As I mentioned in a previous blog post, I recently testified about early childhood programs before a state legislative committee. A legislator asked a subsequent witness a question whose gist was as follows:
“Won’t imposing the taxes to pay for preschool just destroy jobs?”
The legislator then cited figures that implied that for every $40,000 or so of extra taxes for early childhood programs, one job would be destroyed.
I didn’t have a chance to respond to this question at the hearing, so I am responding in this blog post.
I’m not sure what the legislator’s source is for the claim that an extra $40,000 in annual taxes will destroy jobs. One of my main areas of research has been on the influence of state and local taxes, particularly business taxes, on state and local job creation.
You MIGHT be able to get an impact of destroying one state job per $40,000 in extra taxes under the unlikely assumptions that (1) 100% of this tax increase was from raising the tax burden on new business investment; and (2) this tax increase was unaccompanied by any other change in public spending or household taxes.
An example of raising the tax burden on business investment would be cutting state investment tax credits for new business investment.
However, the impact of raising business taxes across the board would be far less than the impact of raising the tax burden on business investment. The reason is that for across-the-board tax increases, much of the increased tax burden simply falls on profits on existing business capital, and not particularly on new business investment. Estimates suggest that the negative effects of across-the-board increases in business taxes are probably only one-sixth those of increasing taxes on new business investment.
If the tax increase is instead in household taxes, the effects on economic development and job creation would be even less. There is not a lot of evidence that household taxes drive state and local economic development.
Furthermore, the analysis so far ignores that something is being done with this tax revenue. Specifically, this tax revenue is being spent on preschools. More spending on preschools means more teachers will be hired, and more supplies will be ordered. This increased spending will have multiplier effects on the local economy as teachers spend money at local retailers, and as supplies are ordered by local retailers.
Economic models suggest that the short-run net effects of raising state and local taxes, and simultaneously raising state and local public spending by the same dollar amount, will be to increase total demand for goods and services in the state and local economy. These demand-side effects are likely in the short-run to outweigh any effects the change in taxes and public services have on the incentives for businesses and households to locate in the state.

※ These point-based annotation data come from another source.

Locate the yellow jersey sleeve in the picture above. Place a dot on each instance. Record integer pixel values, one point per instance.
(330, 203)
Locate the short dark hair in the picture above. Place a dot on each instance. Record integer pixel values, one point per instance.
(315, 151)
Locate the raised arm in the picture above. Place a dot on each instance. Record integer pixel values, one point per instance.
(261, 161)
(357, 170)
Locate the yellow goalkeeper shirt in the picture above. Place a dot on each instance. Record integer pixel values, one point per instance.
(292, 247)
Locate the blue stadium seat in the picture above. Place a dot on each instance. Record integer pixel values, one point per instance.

I have estimated that these demand-side effects suggest that increasing taxes to pay for increased preschool spending will not destroy jobs, but rather will CREATE jobs at a rate of about $175,000 per job created. Obviously this is a high cost if the job creation is the only benefit of such spending. But the real reason for such spending is to help increase the future prospects of the preschool participants and the state and local economy.
It is legitimate to worry about possible negative effects of increased taxes on a state’s economy. But if these tax increases are designed in a relatively efficient way that minimizes negative incentives for new business investment, and if the increased taxes are spent on useful new public services that enhance job skills, the package of tax increases and spending increases will boost the state and local economy, both in the short-run and long-run.
An analysis of how taxes affect state and local economic development should consider the impacts of both taxes and spending, as both sides of the budget affect local economies. It is a mistake to assume that only taxes have economic effects. And it is a mistake to assume that all tax increases have equally negative effects.